Cloister — Fallbacks & resilience

Design goal: a payment must never hang and never double-submit, on any network (VPN, cellular, foreign WiFi, flaky relayer). Two independent fallback chains plus idempotency make the flow robust.

1. Proving

Production (wallet): on-device native module (cloister-prover).

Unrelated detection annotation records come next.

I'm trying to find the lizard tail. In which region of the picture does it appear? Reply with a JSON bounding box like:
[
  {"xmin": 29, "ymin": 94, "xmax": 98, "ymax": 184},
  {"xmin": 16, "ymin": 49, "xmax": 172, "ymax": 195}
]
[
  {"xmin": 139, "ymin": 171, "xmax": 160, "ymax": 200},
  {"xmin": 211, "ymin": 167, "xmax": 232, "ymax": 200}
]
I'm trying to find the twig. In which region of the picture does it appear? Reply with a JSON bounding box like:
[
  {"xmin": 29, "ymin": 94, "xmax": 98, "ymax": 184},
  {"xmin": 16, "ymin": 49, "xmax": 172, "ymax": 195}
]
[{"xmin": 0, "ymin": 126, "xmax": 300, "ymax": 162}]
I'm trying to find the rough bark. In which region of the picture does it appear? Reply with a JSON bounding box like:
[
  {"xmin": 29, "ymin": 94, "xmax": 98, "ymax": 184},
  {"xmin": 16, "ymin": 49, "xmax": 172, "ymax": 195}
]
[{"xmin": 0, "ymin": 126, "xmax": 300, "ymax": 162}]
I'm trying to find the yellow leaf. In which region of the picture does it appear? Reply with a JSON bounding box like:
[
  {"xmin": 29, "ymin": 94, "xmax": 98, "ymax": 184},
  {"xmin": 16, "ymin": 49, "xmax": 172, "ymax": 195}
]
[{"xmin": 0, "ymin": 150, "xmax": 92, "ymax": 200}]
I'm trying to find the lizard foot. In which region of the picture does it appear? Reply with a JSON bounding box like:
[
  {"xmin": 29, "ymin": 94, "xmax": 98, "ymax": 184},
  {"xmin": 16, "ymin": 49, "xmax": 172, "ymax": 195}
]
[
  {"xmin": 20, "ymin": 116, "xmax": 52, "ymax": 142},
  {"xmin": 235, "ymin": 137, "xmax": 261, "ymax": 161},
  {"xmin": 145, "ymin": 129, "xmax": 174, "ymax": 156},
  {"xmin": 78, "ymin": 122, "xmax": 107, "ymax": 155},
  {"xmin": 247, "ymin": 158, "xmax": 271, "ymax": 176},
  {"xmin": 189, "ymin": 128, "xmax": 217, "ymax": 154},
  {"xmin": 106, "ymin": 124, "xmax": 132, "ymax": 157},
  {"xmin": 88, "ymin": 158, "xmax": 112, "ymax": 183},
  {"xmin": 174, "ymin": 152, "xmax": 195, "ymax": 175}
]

Always present in a proper dev/release build; the witness stays on device.
Dev / CI / Node: proverd HTTP backend.
Web (apps/web): a gnark-WASM backend is on the roadmap for the browser context; the prover library already supports in-memory key loading (prover.LoadFrom) to enable it.
The SDK selects the backend via setHashBackend / setProveBackend; the wallet wires the native module once (wireCloisterNativeBackend). If the native module is unavailable the SDK throws a clear, actionable error rather than silently degrading.

2. Submission (`submitShielded`, `packages/sdk/src/submit.js`)

Order of operations, all timeout-bounded by perCallMs and an overall deadlineMs:

Idempotency precheck — query nullifierSpent(nf0) on chain via the first live RPC. If already spent, this exact tx landed (the nullifier is unique to this note+spend) → return already-onchain. This is the anti-double-submit guarantee that makes every retry below safe.
Relayer endpoints (privacy-preserving) — tried in order, maxRounds times, with exponential backoff (0.5s → 1s → 2s …). After any relayer error, re-run the idempotency check (the tx may have landed despite a lost response).
Direct-RPC fallback (opt-in, allowDirect) — the user submits over the first live RPC. Guarantees liveness when every relayer is down, at the cost of revealing the sender. Off by default.

If everything fails within the deadline, it throws — never hangs — so the UI watchdog always resolves.

3. Tree sync (`syncWithFallback`, `packages/sdk/src/sync.js`)

Prefer the indexer (fast, view-tag filtered), each URL timeout-bounded.
On failure, direct on-chain scan of NewCommitment events via the pool contract.
Throws only if every indexer is down and no pool was provided.

4. UI watchdogs (wallet pay screen)

The pay screen keeps independent watchdog timers: a prepare window, a prover-ready window, and an overall pay window. Any stall trips a clear, retryable error. A late timer can never override a settled (paid/failed/cancelled) outcome.

Why this satisfies "can't pay on VPN"

Proving is local (no network needed). The only network step is submission, which has multiple relayers, an opt-in direct path, retries with backoff, and idempotency — so a single dead endpoint, a captive VPN, or a lost response cannot strand or duplicate a payment.